Our satisfaction carried us to the Tunnel Club, it scored us a spot at the back of the line, 45 minutes later it paid the cover charge, bust most of all, it kept my mojo boogie going until 5 am. I wouldn’t be surprised if I left with less cartilage in my knees. No matter, because I left with more of that satisfaction than I entered with. The Tunnel Club capped off the greatest night of electronic music I have yet known. It is because John Talabot was giving me music from 2:30 to 5:00. We probably entered around 3:30 am and it wasn’t long after that until one of my friends uttered the words “Space Jungle music.” If I actually had to classify Talabot’s music I could use words like deep house, disco, psychedelic indie-pop fusion. But as far as I am concerned, at this point he makes Space Jungle music. Talabot manages to mix a set that constantly engages the listener by capturing and capitalizing on the repetitive nature of house music. There is a mysterious alienating effect to his music, he uses techniques such as exotic percussion rhythms, a dark reverb style, and long fade ins and outs to present his music as an incomprehensible entity. It is like the shadow sweeping through the forest and land just beyond the horizon. It is ineffable and surreal. It is the Space Jungle.

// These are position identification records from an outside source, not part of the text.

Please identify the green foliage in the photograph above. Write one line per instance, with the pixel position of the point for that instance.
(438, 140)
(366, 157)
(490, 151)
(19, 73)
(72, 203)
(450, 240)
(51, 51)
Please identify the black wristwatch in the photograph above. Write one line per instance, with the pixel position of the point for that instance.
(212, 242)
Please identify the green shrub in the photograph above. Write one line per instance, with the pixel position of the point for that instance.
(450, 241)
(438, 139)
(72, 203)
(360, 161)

Crewlove Feat. Pillowtalk, Tanner Ross, Wolf+Lamb, Soul Clap
I had no idea who any of the artists I listed above were. I still don’t know who is who. All I know is that at some point in the evening these people all spun music. Funky music. Deliciously danceable music. We warmed the night up with a silent disco, where everybody puts headphones on and ideally, dances around. Crewlove was a solid choice to close a festival based purely on the atmosphere they created. Rather than the collective attention of the audience focused on the performance, it was directed at one another. It was a party, not a show, and in this way it brought the festival together before we parted. These artists uncovered the easygoing vibes of past eras, by playing funk and soul tracks accompanied by steady beats, and a smart ability to blend them in the mix. It was steady, rarely outrageous, never boring, and always fun.

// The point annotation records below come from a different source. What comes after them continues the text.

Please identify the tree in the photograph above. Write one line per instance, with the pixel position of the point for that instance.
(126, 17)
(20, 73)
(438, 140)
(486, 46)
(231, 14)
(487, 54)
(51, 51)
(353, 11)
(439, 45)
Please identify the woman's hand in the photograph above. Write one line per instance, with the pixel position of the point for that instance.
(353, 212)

For a festival that celebrated contemporary music, they bid us farewell with proper blend of past and present. It is a profound statement really, that the past and present must unite to form what can be contemporary. The meaning of contemporary has far more depth than understanding it simply as what is new. Contemporary is the height of what is new, it is what drives culture and thus its evolution. Contemporary culture capitalizes on the experiences of the past yet constantly experiments with the future. It never rests in its education and innovation. This is what Elita Design Week Festival 9 captured in their lineup.